Cientistas anunciaram a extração, pela primeira vez, de vestígios de DNA humano a partir de um desenho em giz vermelho do século XV conhecido como Holy Child. A obra é majoritariamente atribuída a Leonardo da Vinci, mas a autoria ainda não conta com consenso entre historiadores da arte. O estudo, divulgado em formato pre-print na plataforma bioRxiv, indica sequências genéticas compatíveis com o haplogrupo E1b1b, comum na região do Mediterrâneo e presente em documentos familiares ligados ao artista. Apesar do resultado, os próprios autores enfatizam que não é possível garantir que o material pertença ao mestre renascentista.

Extração de material genético em obra do século XV

A equipa internacional utilizou swabs de algodão macio para coletar partículas na superfície do desenho, procedimento classificado como minimamente invasivo. De acordo com o artigo, objetos históricos acumulam DNA proveniente do ambiente, dos materiais de conservação e, sobretudo, do contato humano repetido ao longo de vários séculos. O material obtido revelou um “bioma” diverso, que inclui fragmentos de bactérias, fungos, vírus, plantas e humanos.

Os investigadores descrevem essas sequências como “assinaturas biológicas da história”, expressão adotada para indicar a sobreposição de vestígios orgânicos depositados em diferentes períodos.
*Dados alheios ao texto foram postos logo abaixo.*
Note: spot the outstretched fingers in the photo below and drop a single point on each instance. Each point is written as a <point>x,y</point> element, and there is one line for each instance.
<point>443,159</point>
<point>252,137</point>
O objetivo do método vai além da identificação de possíveis autores: a técnica procura mapear todo o ecossistema microbiano que se forma em torno de peças de valor cultural, fornecendo pistas sobre métodos de armazenamento, condições ambientais e rotas de circulação dos objetos.

No caso específico de Holy Child, foram identificados segmentos do cromossomo Y associados ao haplogrupo E1b1b. Esse marcador genético aparece também em cartas de Frosino di ser Giovanni da Vinci, parente distante da família do artista, escritas no mesmo período. A coincidência revelou-se suficiente para levantar a hipótese de que algum fragmento possa ter origem em Leonardo ou em membros próximos do seu núcleo familiar.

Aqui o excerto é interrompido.